Altrettanto indispensabile è il massaggio di un’ora che il marito le fa ogni settimana per sciogliere le contratture. Non esiste ancora un trattamento specifico per l’EDS, per cui le attuali terapie, compresi gli antidolorifici, puntano a ridurre i sintomi. Stefanie Briner, però, non riesce mai a liberarsi completamente dal dolore. Neppure adesso, mentre studia i vocaboli in inglese con la figlia di nove anni. I bambini, tuttavia, fanno parte della sua terapia personale: «Quando faccio qualcosa con loro, ad esempio i compiti, lavoretti fai da te, costruzioni con i Lego o partite ai videogiochi, mi distraggo e i dolori passano in secondo piano».
Attività per la mente
Da ex ginnasta le piacerebbe tanto anche correre o saltare sul trampolino elastico con i suoi figli, ma purtroppo non le è possibile. Ogni attività prolungata o molto intensa produce effetti negativi su di lei. Il fatto di rimanere seduta a lungo, ad esempio al cinema o a teatro, è assolutamente deleterio. A volte Stefanie Briner si concede comunque una gita o una lunga passeggiata, pur sapendo che nei giorni successivi dovrà fare i conti con dolori più forti e spossatezza.
Ma non vuole saperne di rinunciare: «Ogni tanto bisogna fare qualche attività piacevole per la mente, anche se poi il corpo ne soffre.» Dopo la diagnosi, tuttavia, il suo raggio di movimento si è ridotto. «Sono molto fortunata perché mio marito ha accettato la mia malattia fin dall'inizio e mostra molta comprensione per la mia situazione. Lui e i figli sono sempre premurosi e mi sostengono ogni volta che possono. Non è una cosa che si può dare per scontata.»

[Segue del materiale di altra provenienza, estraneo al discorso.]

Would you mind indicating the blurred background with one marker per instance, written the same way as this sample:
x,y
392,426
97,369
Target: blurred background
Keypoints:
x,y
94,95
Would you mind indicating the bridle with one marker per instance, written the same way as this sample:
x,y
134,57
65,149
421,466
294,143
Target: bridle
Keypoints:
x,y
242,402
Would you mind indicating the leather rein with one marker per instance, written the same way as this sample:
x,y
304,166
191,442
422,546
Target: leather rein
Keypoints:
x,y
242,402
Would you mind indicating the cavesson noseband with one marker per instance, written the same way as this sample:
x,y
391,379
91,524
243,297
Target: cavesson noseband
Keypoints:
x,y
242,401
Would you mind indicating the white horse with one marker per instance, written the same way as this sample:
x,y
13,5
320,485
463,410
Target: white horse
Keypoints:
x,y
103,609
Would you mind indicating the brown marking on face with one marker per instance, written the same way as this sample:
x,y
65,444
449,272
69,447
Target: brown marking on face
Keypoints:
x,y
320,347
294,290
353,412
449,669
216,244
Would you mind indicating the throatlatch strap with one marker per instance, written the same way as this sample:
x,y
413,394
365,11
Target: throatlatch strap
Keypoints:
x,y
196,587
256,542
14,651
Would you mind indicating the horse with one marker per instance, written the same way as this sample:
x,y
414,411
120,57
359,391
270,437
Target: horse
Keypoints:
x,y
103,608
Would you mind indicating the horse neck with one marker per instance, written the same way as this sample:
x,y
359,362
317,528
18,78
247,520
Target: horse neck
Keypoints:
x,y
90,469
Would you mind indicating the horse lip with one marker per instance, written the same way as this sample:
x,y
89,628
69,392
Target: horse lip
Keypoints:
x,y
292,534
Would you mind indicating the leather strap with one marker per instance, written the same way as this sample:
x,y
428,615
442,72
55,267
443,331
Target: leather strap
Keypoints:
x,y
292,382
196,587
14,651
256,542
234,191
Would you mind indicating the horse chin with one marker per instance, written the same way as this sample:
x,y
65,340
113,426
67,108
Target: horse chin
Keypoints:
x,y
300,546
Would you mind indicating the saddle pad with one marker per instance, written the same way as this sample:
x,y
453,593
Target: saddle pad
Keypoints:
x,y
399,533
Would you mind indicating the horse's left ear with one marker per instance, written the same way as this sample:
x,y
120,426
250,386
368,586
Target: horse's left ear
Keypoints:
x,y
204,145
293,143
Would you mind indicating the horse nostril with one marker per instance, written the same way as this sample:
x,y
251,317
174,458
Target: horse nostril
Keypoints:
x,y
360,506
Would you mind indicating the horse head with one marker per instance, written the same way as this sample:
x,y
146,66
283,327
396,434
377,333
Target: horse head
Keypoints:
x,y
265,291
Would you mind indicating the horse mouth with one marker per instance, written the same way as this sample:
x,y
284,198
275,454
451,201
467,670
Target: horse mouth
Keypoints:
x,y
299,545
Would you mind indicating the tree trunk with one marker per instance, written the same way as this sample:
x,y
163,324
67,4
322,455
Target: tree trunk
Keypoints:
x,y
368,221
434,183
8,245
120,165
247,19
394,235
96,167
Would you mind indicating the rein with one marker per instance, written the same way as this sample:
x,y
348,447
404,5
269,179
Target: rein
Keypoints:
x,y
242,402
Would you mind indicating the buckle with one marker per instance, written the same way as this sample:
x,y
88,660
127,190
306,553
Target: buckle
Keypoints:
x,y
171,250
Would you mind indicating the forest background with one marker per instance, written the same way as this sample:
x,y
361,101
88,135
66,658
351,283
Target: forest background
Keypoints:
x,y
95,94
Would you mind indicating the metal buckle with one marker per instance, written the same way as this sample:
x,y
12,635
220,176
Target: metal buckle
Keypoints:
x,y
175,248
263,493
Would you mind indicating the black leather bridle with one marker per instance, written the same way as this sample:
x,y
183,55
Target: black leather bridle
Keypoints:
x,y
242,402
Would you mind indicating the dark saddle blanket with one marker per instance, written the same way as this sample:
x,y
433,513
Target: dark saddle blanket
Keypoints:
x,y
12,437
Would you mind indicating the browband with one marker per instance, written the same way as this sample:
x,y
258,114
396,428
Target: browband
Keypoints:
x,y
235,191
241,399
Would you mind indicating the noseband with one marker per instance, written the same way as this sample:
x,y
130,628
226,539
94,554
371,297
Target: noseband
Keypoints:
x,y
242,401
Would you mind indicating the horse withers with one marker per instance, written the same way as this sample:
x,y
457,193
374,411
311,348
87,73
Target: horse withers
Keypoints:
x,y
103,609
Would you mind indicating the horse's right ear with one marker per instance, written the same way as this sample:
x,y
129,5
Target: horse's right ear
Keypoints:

Istinto, confronto e conoscenze
Stefanie Briner ha a disposizione un’ampia gamma di bendaggi, massaggiatori o tape da usare nei punti del corpo dove prova dolore. Ma per la stanchezza tremenda legata alla sua malattia non ci sono rimedi. Si può solo pianificare la giornata in modo strategico e assicurare al corpo il riposo necessario. A volte persino gli esercizi di fisioterapia richiedono così tanta energia che non ne resta più per le faccende domestiche. Le sedute settimanali di terapia, invece, sono molto importanti per Stefanie Briner: con la terapista può parlare o anche semplicemente sfogarsi.
Stefanie Briner è grata anche alla sua medica Aylin Canbek (v. pag. 24) che la segue da circa un anno: «Essere curata da una specialista che comprende, non giudica e sa come vivono le persone con malattie croniche è importante, ma purtroppo non è affatto scontato. Da lei ricevo sempre consigli preziosi e informazioni sulle novità nel campo della ricerca.»
Stefanie Briner trasmette con piacere queste conoscenze anche nell’ambito della sua attività di volontariato per la Rete svizzera Ehlers-Danlos. A nome dell’organizzazione di pazienti fornisce consulenza telefonica alle persone interessate. In base alla sua esperienza, individua tre elementi essenziali: «Ascoltare il proprio istinto, confrontarsi con gli altri e imparare il più possibile sulla malattia». Il fatto di poter aiutare gli altri dà all’infermiera la forza di affrontare la sua giornata. E il pensiero che, prima o poi, tornerà a svolgere il lavoro che ama le infonde speranza: «Non so quando e come, ma un giorno riprenderò a lavorare.»